I think the real problem is corruption. Too much special interst money in Washington and in our campaigns creates an incompetent government that gives away public treasure and blood to the highest bidders. Even in my wildest fantasies I don't see that happening. And if it did happen there would me massive social unrest. It is likely the US could wind up with a new form of government under that senario. On this I think you are correct, given the fiscal incompetence and political in fighting in Washington, I think our only hope for the debt problem is a monetary solution. How "massive" remains to be seen and is debatable. But it will be controlled.
It has not been nice for pass book savers for some time now. In a higher inflation environment passbook savers will earn higher interest rates so they should not be hurt. The people who would get hurt in an inflationary environment are fixed income investors like bond holders and annuitants.
I think it's pretty clear that the bailouts were necessary and the least expensive and least damaging way out of the crisis. The government has been repaid for almost all of it's investment in the banks and auto industry. And is on target for getting the balance repaid. GM will soon repay the balance owed with an equity offering in a year. AIG (one of the worst during the Crisis) has announced plans to repay the government in full. The real solution is to prevent the crisis from reoccuring. That means reregulation and active enforcement of securities law.

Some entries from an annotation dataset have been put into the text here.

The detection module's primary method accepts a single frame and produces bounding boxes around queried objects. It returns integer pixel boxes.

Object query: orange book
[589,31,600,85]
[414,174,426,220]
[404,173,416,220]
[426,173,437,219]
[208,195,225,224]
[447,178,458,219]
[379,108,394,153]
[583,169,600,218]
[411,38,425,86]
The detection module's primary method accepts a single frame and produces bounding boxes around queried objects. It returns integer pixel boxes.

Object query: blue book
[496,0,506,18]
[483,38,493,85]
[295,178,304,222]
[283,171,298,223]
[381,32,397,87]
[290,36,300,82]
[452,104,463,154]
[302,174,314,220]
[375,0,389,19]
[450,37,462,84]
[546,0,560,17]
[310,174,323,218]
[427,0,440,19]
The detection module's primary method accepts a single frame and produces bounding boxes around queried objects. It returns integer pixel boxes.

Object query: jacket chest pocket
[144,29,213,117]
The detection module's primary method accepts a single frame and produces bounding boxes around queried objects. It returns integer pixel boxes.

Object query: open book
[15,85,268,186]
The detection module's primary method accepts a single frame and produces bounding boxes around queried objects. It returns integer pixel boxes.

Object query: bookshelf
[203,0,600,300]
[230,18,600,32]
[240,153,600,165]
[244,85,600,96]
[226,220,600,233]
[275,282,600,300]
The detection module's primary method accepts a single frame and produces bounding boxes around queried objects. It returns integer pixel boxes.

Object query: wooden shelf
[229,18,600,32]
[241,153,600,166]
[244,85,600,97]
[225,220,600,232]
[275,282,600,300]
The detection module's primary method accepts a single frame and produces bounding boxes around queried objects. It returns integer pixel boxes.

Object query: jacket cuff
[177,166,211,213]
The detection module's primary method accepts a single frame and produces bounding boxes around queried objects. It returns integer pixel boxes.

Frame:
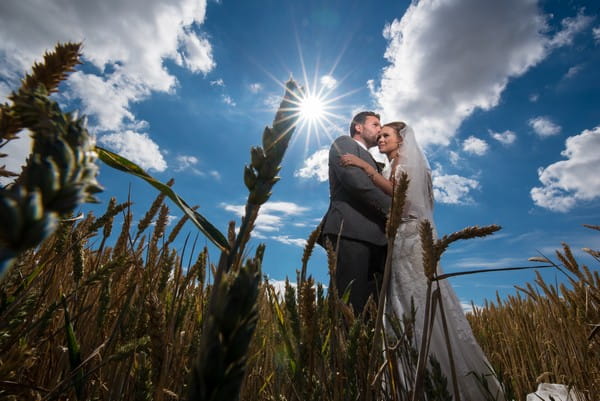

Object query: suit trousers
[327,235,387,314]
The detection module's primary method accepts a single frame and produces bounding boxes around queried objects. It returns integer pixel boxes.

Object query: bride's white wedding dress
[384,128,504,401]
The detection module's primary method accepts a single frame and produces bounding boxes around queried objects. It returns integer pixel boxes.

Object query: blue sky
[0,0,600,304]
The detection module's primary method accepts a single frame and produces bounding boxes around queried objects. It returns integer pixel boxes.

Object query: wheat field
[0,195,600,401]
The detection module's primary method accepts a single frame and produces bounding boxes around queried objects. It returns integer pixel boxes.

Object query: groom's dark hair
[350,111,381,136]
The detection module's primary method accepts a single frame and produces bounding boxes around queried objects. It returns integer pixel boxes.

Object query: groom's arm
[329,137,391,216]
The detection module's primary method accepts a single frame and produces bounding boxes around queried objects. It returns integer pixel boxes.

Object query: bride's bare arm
[340,154,394,196]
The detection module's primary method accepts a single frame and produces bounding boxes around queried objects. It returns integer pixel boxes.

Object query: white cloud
[269,279,298,300]
[221,202,309,238]
[527,116,561,138]
[175,155,204,176]
[0,0,215,130]
[321,75,337,89]
[531,126,600,212]
[221,95,236,107]
[99,131,167,172]
[248,82,263,93]
[592,26,600,44]
[294,149,329,182]
[463,136,489,156]
[565,64,583,79]
[69,71,142,131]
[273,235,306,248]
[448,150,461,166]
[0,80,12,103]
[549,12,594,47]
[375,0,590,145]
[432,169,479,204]
[489,130,517,145]
[181,32,216,74]
[0,130,33,185]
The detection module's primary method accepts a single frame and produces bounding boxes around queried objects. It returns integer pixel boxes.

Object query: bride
[340,122,504,401]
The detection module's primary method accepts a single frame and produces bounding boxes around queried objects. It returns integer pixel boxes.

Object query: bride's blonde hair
[383,121,406,138]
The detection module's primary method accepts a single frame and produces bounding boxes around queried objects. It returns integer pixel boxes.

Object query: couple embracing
[321,111,503,401]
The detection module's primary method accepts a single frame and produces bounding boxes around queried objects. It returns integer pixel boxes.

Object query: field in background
[0,196,600,401]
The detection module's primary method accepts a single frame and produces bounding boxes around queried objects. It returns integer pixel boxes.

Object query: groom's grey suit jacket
[321,135,391,245]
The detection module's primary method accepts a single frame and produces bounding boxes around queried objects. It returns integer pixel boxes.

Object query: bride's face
[377,127,402,156]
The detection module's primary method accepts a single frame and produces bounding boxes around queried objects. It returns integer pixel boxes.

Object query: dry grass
[0,189,600,401]
[468,241,600,401]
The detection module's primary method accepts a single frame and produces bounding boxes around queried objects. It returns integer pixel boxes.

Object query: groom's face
[356,116,381,147]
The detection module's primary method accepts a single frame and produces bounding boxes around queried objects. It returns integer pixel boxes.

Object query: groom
[321,111,391,313]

QE1 was the bailout. QE2 is the monetization of the national debt and is what we are now seeing. If there is a QE3, it will be more monetization. At this point, we are not seeing much inflation. And QE2 and QE1 both appear to be successful.
The time to have been concerned with incompetent fiscal policy which resulted in our current debt was when it was set in motion (e.g. not funding the wars, unfunded tax cuts, unfunded entitlement expansion, etc). The time to protest it was then. Now the damage has been done. Now we have to take our medicine. I don't think the Fed is going to be irresponsible. The current Fed has not demonstrated irresponsible behavior to date and I don't expect them to in the near future as long as the Fed leadership remains unchanged.

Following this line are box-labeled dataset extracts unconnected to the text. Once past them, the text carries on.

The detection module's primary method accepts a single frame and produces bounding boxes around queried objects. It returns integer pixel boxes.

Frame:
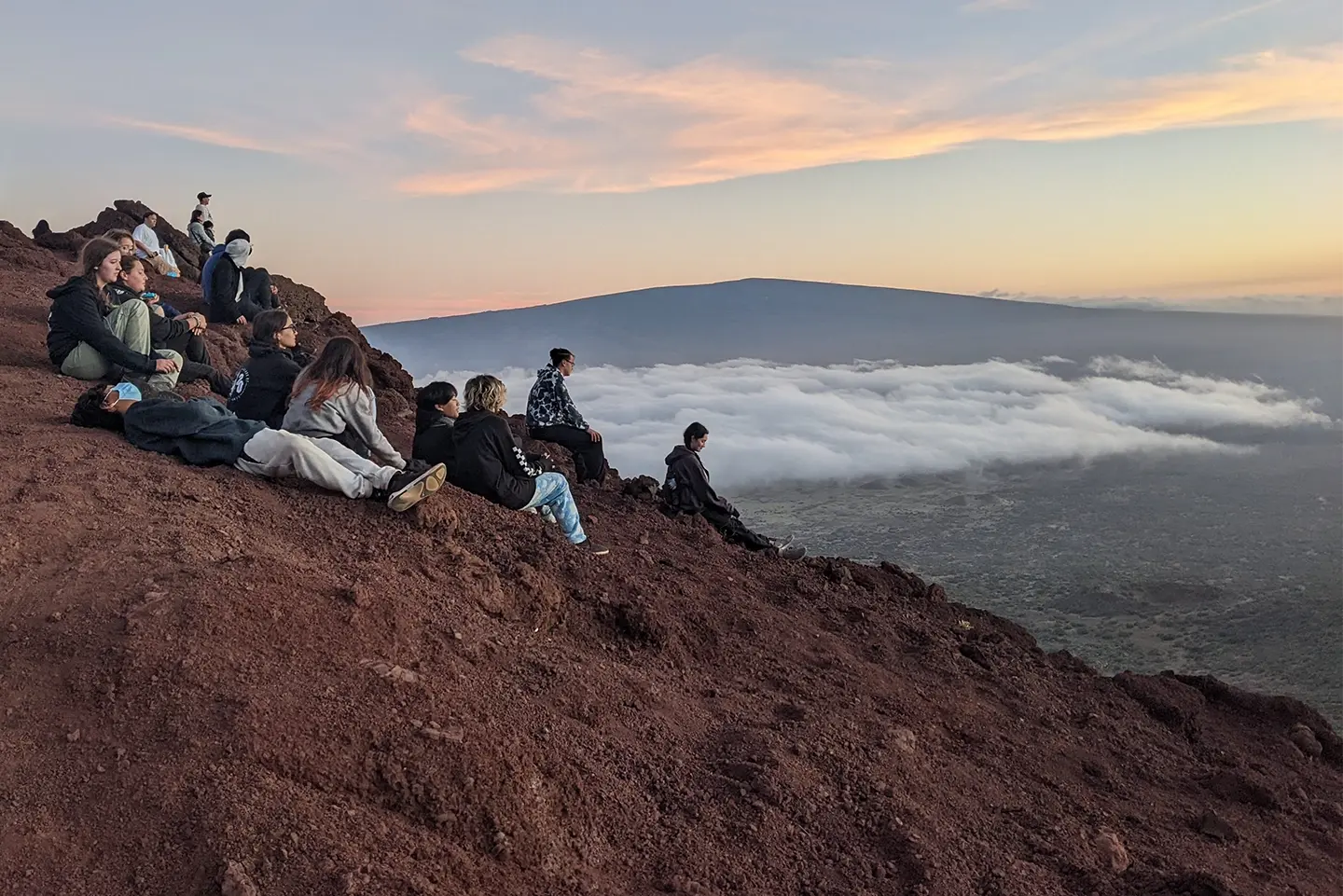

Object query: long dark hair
[290,336,373,411]
[79,237,121,286]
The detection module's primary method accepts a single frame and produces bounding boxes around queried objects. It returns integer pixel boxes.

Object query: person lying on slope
[106,253,232,396]
[451,375,610,555]
[228,308,313,430]
[281,336,406,470]
[70,380,448,512]
[47,237,181,391]
[526,348,607,484]
[662,423,807,560]
[411,380,461,476]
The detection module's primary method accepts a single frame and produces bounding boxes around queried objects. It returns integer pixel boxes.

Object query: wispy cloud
[399,36,1343,195]
[961,0,1035,12]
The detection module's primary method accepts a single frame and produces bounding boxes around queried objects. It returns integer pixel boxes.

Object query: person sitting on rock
[187,208,215,258]
[451,375,608,555]
[411,380,461,476]
[70,381,448,512]
[47,237,181,391]
[662,423,807,560]
[201,229,280,324]
[104,229,181,317]
[228,308,313,430]
[282,336,406,470]
[526,348,607,484]
[131,211,181,277]
[106,254,232,396]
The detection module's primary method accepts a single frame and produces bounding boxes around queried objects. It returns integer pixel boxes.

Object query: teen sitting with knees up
[411,381,461,476]
[526,348,607,484]
[662,423,807,560]
[70,381,448,512]
[106,253,231,396]
[282,336,406,470]
[228,308,313,430]
[131,213,181,277]
[451,375,608,555]
[201,229,280,324]
[47,237,181,391]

The US won the Cold war? What..? So watching someone (USSR) die of old age automatically means that the one(USA) who was watching won?

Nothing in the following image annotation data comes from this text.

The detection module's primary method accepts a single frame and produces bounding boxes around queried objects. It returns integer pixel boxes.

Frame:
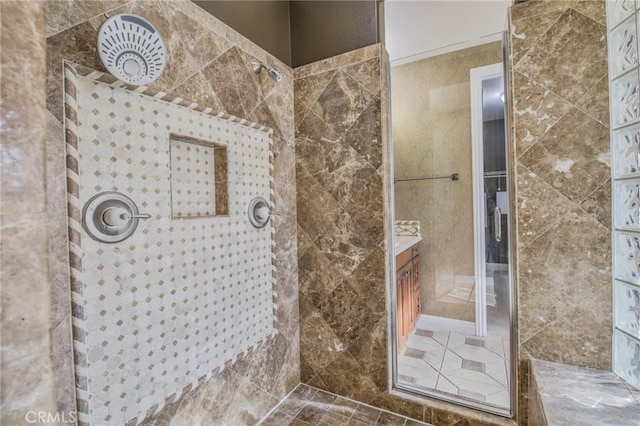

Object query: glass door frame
[385,31,521,419]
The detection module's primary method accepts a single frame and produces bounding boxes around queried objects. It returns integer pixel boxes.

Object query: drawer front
[396,246,415,269]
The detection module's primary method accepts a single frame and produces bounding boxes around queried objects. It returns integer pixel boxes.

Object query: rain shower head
[251,59,284,81]
[98,13,167,86]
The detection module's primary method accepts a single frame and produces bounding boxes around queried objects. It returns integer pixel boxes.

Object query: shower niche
[169,135,229,219]
[65,63,277,425]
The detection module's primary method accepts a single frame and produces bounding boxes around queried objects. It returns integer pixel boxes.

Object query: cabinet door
[411,256,422,322]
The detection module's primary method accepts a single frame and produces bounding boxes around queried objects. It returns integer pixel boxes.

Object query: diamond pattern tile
[398,324,510,408]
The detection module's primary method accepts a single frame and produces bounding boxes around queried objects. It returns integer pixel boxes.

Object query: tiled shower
[41,1,299,424]
[0,0,636,424]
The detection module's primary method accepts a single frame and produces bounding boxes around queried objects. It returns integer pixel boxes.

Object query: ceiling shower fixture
[98,13,167,86]
[251,59,284,81]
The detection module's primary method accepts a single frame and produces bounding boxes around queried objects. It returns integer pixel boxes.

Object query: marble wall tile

Basically, yes. It's called Stamina. What, are you trying to say that if two men run a race, and one capitulates before the finish, the winner didnt really win?
http://www.moneyandmarkets.com/new-debt-crisis-striking-right-now-42353 "Regardless of ratings, ALL state and local governments are now being forced to pay sharply higher borrowing costs. As the Wall Street Journal explained late last week… 'With the market for municipal bonds tumbling, cities, hospitals, schools and other public borrowers are scrambling to refinance tens of billions of dollars of debt this year, another sign that the once-safe market is under duress.'
Agreed...but we're NOT taking the medicine. Governments are not cutting spending...and neither are consumers. Borrowing and printing is not medicine...its a painkiller.
That is not true, at least not yet. When one suffers from shock, the solution is not to continue to bleed the patient as they did in the days before modern medicine. The solution is to restore the patient to health through IV treatements...restore the blood volume. Once health is restored then we can fix the source issues and pay the bills. State governments are cutting spending. The federal government is not. At this point the federal government needs to spend enough to keep the economy growing. The best solution to the debt the nations debt is a growing economy (e.g. growing revenue). The last thing we need is a death spiral - lower tax revenue because of a declining economy and increased federal expenditures because of a declining economy. Borrowing, and quantative easing (i.e. printing money in conservative nomenclature) is exactly what the doctor prescribed at this point in the recovery as has been proven by history.
This should come as a suprise to no one. As the economy continues to recover interest rates will rise because the demand for money increases in a growing economy. And we are coming from a historic period of low interest rates because of slack economic activity. When interest rates rise holders of bonds (fixed income investments) loose value if they choose to sell their bonds before maturity.